The death of the segmented budget
One of the most significant structural changes is the death of the protected “security budget.” Security is no longer a separate silo; it is being folded into the broader engineering organization. This means security leaders must justify their spend like any other engineering manager based on output, velocity, and direct value.
In this world, the budget is a mix of compute for AI tools and a few highly skilled engineers. Segmented budgets allowed CISOs to buy “random tools” that didn’t provide direct value but checked a compliance box. That era is over. If a tool can be easily built in-house or doesn’t provide a clear 10x improvement over the “free” tools provided by AI platforms, it won’t get funded. The CISO will likely become a division of engineering where risk management is integrated into the stack, like infrastructure or DevOps. Engineering-focused and technical security hires will be highly sought after.
The competitive unbundling
We saw this with the cloud: Wiz and Cloudflare were successful because they were easier to deploy in cloud environments than their legacy counterparts. The same will happen with AI. New players will enter and not engage in the existing, competitive markets. Instead, they will go after the fast-growing AI-native market.

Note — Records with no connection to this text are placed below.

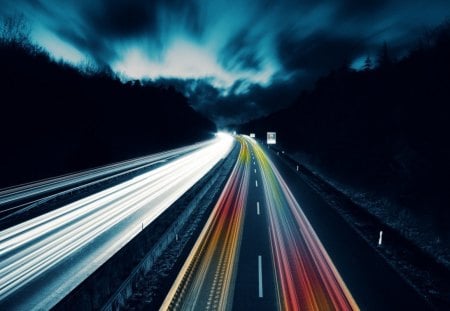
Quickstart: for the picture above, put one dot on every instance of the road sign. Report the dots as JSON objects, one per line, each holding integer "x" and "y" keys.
{"x": 271, "y": 138}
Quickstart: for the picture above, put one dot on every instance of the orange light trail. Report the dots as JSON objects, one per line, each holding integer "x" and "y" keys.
{"x": 206, "y": 280}
{"x": 305, "y": 275}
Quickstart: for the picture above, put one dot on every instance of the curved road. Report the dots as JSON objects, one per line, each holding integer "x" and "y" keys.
{"x": 274, "y": 261}
{"x": 43, "y": 259}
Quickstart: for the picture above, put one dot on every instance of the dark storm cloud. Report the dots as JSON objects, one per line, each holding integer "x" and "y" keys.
{"x": 234, "y": 59}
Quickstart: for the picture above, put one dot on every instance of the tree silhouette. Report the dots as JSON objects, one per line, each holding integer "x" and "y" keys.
{"x": 14, "y": 29}
{"x": 367, "y": 63}
{"x": 383, "y": 59}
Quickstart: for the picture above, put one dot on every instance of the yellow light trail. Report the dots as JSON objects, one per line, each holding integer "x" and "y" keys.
{"x": 207, "y": 278}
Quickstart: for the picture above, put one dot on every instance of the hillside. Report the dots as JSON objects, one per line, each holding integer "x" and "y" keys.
{"x": 382, "y": 134}
{"x": 56, "y": 120}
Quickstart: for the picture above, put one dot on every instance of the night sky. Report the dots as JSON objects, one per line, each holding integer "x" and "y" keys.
{"x": 235, "y": 59}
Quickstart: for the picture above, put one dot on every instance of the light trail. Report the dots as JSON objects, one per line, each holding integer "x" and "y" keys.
{"x": 27, "y": 194}
{"x": 43, "y": 259}
{"x": 306, "y": 276}
{"x": 206, "y": 280}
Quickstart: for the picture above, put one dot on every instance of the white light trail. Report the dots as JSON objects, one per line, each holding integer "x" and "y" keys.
{"x": 43, "y": 259}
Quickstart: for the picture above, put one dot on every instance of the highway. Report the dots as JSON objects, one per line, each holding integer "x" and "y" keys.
{"x": 20, "y": 199}
{"x": 258, "y": 250}
{"x": 44, "y": 258}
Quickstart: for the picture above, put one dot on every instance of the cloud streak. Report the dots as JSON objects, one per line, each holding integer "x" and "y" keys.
{"x": 242, "y": 49}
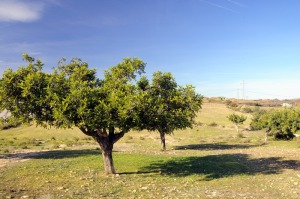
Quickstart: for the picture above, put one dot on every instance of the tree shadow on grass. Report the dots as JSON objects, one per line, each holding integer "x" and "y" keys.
{"x": 55, "y": 154}
{"x": 215, "y": 146}
{"x": 220, "y": 166}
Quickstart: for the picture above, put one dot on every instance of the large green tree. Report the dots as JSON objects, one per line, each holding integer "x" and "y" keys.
{"x": 72, "y": 95}
{"x": 167, "y": 106}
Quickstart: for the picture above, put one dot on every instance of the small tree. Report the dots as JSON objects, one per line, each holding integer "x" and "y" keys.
{"x": 282, "y": 124}
{"x": 73, "y": 96}
{"x": 167, "y": 106}
{"x": 237, "y": 120}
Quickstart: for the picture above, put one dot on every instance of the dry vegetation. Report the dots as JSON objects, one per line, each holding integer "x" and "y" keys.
{"x": 208, "y": 161}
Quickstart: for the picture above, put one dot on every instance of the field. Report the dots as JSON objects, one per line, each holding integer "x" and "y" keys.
{"x": 209, "y": 161}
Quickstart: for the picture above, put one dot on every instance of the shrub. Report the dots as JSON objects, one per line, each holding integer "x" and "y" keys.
{"x": 282, "y": 124}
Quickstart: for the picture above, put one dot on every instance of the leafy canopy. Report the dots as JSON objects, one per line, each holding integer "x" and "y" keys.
{"x": 72, "y": 95}
{"x": 167, "y": 106}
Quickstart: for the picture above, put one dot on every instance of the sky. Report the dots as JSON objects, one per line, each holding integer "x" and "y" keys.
{"x": 231, "y": 48}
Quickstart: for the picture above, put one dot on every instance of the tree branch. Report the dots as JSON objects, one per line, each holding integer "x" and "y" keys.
{"x": 86, "y": 132}
{"x": 118, "y": 136}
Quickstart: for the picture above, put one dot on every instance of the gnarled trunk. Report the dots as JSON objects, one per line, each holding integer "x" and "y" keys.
{"x": 106, "y": 142}
{"x": 163, "y": 140}
{"x": 108, "y": 161}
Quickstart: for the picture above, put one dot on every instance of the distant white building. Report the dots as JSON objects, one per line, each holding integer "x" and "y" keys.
{"x": 5, "y": 114}
{"x": 287, "y": 105}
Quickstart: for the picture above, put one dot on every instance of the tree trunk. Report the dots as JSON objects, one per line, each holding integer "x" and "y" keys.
{"x": 106, "y": 142}
{"x": 236, "y": 127}
{"x": 108, "y": 161}
{"x": 163, "y": 140}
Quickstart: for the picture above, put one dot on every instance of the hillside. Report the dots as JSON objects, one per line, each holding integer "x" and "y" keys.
{"x": 209, "y": 161}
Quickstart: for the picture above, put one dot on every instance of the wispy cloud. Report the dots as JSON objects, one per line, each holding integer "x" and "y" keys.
{"x": 236, "y": 3}
{"x": 218, "y": 5}
{"x": 21, "y": 11}
{"x": 253, "y": 89}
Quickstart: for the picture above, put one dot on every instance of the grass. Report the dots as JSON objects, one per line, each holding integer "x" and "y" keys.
{"x": 203, "y": 162}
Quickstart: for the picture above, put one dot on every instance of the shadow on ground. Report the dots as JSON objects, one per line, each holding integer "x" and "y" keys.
{"x": 56, "y": 154}
{"x": 220, "y": 166}
{"x": 214, "y": 146}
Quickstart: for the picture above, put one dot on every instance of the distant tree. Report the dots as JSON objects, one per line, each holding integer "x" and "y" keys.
{"x": 72, "y": 95}
{"x": 237, "y": 120}
{"x": 280, "y": 123}
{"x": 167, "y": 106}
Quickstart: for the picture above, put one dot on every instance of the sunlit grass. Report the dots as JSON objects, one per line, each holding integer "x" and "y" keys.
{"x": 203, "y": 162}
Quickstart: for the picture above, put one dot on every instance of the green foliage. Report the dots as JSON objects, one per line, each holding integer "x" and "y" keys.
{"x": 282, "y": 124}
{"x": 237, "y": 119}
{"x": 10, "y": 122}
{"x": 167, "y": 106}
{"x": 72, "y": 95}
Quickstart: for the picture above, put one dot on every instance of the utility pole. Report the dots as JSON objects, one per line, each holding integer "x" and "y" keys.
{"x": 243, "y": 85}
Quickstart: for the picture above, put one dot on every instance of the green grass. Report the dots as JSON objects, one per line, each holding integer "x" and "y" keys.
{"x": 203, "y": 162}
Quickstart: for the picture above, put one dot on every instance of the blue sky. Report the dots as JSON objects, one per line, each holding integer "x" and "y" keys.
{"x": 213, "y": 44}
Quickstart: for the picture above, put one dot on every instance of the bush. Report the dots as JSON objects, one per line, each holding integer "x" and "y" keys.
{"x": 247, "y": 110}
{"x": 282, "y": 124}
{"x": 10, "y": 122}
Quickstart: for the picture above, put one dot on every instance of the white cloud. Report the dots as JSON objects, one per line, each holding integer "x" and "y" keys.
{"x": 17, "y": 10}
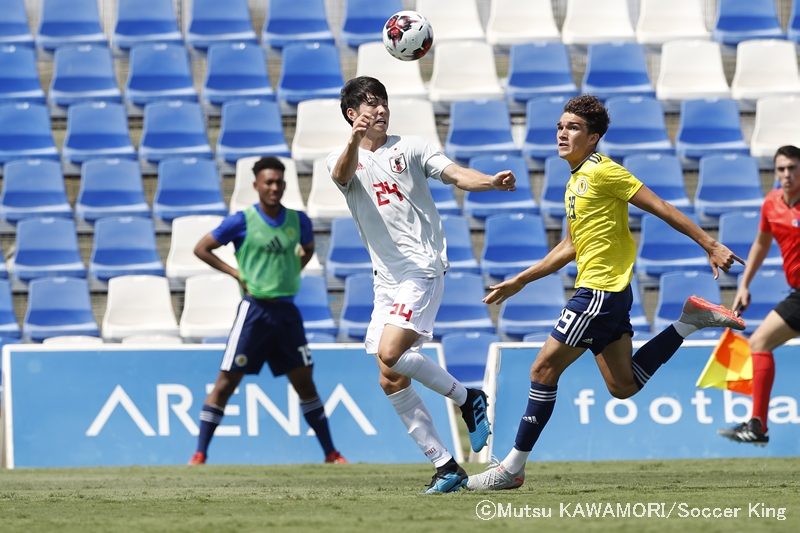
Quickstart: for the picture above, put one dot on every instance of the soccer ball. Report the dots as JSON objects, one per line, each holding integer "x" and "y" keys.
{"x": 407, "y": 35}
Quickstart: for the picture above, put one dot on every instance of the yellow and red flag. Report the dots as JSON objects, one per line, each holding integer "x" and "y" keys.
{"x": 730, "y": 366}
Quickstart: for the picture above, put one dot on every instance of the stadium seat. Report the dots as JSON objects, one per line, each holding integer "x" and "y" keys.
{"x": 617, "y": 69}
{"x": 402, "y": 79}
{"x": 764, "y": 68}
{"x": 173, "y": 129}
{"x": 663, "y": 249}
{"x": 459, "y": 245}
{"x": 453, "y": 20}
{"x": 249, "y": 128}
{"x": 56, "y": 307}
{"x": 512, "y": 243}
{"x": 210, "y": 304}
{"x": 124, "y": 246}
{"x": 637, "y": 127}
{"x": 727, "y": 182}
{"x": 64, "y": 22}
{"x": 33, "y": 188}
{"x": 145, "y": 21}
{"x": 188, "y": 186}
{"x": 357, "y": 306}
{"x": 466, "y": 354}
{"x": 19, "y": 76}
{"x": 463, "y": 70}
{"x": 110, "y": 187}
{"x": 325, "y": 201}
{"x": 661, "y": 21}
{"x": 520, "y": 21}
{"x": 186, "y": 232}
{"x": 690, "y": 69}
{"x": 462, "y": 309}
{"x": 595, "y": 21}
{"x": 290, "y": 22}
{"x": 479, "y": 128}
{"x": 480, "y": 205}
{"x": 740, "y": 20}
{"x": 138, "y": 305}
{"x": 15, "y": 30}
{"x": 157, "y": 72}
{"x": 212, "y": 22}
{"x": 536, "y": 308}
{"x": 663, "y": 175}
{"x": 347, "y": 254}
{"x": 25, "y": 133}
{"x": 82, "y": 73}
{"x": 46, "y": 247}
{"x": 708, "y": 126}
{"x": 235, "y": 71}
{"x": 542, "y": 115}
{"x": 777, "y": 123}
{"x": 96, "y": 130}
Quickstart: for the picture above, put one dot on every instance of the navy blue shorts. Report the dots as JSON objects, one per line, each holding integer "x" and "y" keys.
{"x": 268, "y": 331}
{"x": 594, "y": 319}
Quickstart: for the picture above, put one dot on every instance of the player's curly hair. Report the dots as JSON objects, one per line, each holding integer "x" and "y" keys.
{"x": 590, "y": 109}
{"x": 359, "y": 90}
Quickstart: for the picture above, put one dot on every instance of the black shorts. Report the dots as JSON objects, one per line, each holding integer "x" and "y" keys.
{"x": 789, "y": 310}
{"x": 266, "y": 331}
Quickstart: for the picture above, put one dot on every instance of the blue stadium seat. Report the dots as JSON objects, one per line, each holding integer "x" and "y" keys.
{"x": 64, "y": 22}
{"x": 512, "y": 243}
{"x": 145, "y": 21}
{"x": 535, "y": 308}
{"x": 309, "y": 71}
{"x": 290, "y": 22}
{"x": 25, "y": 133}
{"x": 213, "y": 22}
{"x": 250, "y": 128}
{"x": 347, "y": 255}
{"x": 110, "y": 187}
{"x": 58, "y": 306}
{"x": 95, "y": 130}
{"x": 33, "y": 188}
{"x": 357, "y": 306}
{"x": 159, "y": 71}
{"x": 664, "y": 249}
{"x": 14, "y": 29}
{"x": 188, "y": 186}
{"x": 312, "y": 300}
{"x": 727, "y": 182}
{"x": 124, "y": 246}
{"x": 637, "y": 126}
{"x": 466, "y": 353}
{"x": 19, "y": 77}
{"x": 462, "y": 309}
{"x": 83, "y": 73}
{"x": 479, "y": 127}
{"x": 617, "y": 69}
{"x": 46, "y": 247}
{"x": 236, "y": 71}
{"x": 173, "y": 129}
{"x": 542, "y": 115}
{"x": 539, "y": 69}
{"x": 459, "y": 245}
{"x": 739, "y": 20}
{"x": 707, "y": 127}
{"x": 364, "y": 20}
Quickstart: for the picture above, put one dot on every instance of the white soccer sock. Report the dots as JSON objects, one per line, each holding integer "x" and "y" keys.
{"x": 422, "y": 368}
{"x": 418, "y": 420}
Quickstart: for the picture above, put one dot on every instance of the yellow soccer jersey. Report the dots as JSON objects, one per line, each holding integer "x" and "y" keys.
{"x": 596, "y": 200}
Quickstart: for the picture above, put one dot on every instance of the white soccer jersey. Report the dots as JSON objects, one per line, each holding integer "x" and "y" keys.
{"x": 394, "y": 210}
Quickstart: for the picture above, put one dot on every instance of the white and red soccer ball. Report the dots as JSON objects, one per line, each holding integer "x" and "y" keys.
{"x": 407, "y": 35}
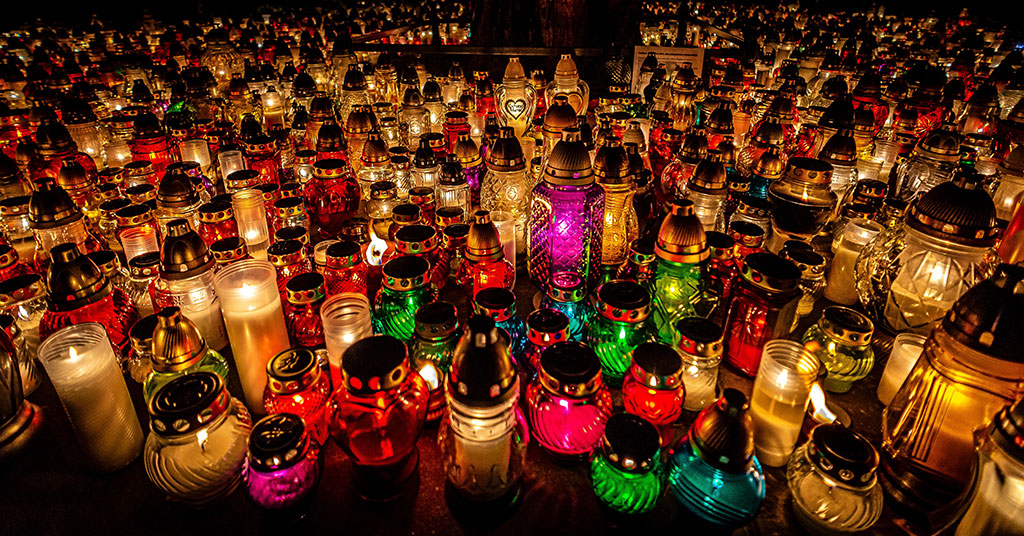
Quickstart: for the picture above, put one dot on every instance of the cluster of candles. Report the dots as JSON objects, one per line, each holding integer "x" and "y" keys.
{"x": 353, "y": 233}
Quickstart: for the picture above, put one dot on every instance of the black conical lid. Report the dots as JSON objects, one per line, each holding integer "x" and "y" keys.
{"x": 482, "y": 373}
{"x": 723, "y": 434}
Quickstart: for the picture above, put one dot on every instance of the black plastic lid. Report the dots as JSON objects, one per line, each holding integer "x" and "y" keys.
{"x": 631, "y": 443}
{"x": 375, "y": 364}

These companies will become irrelevant unless they can drastically change themselves to adapt to faster development cycles with AI agents writing most of the code. Organizations will change structurally, and companies will do more with fewer people. Enforcing policies will be easier with agents and AI, but the surface area for those policies will be massive. If a security product requires a long sales cycle or manual configuration that can’t be handled by an API, the new AI-native companies simply won’t work with them.
As a result, these companies will miss out on the new and fast-growing market and be forced to compete in stagnant markets, meeting the fate of the “legacy” security companies, such as Symantec, Proofpoint, and Palo Alto Networks’ firewall business, primarily used for their cash flow but with no additional investment into the product or longevity of the business.
Closing thoughts
I don’t know exactly how this will look in its final state. AI usage is evolving faster than our ability to categorize it. However, the theme is clear: the “blank check” for security is bouncing.
Adrian Ludwig recently described the future CISO as a “Chief Electrician,”
someone who ensures the infrastructure is safe so that the rest of the world can just work. But as I’ve argued, an electrician only fixes wiring; a technical security leader writes the code that makes the wiring self-healing.
The companies that fail will be the ones that stayed focused on being “tool babysitters.” They will hold on to their legacy market share until they realize that the market itself has moved under them.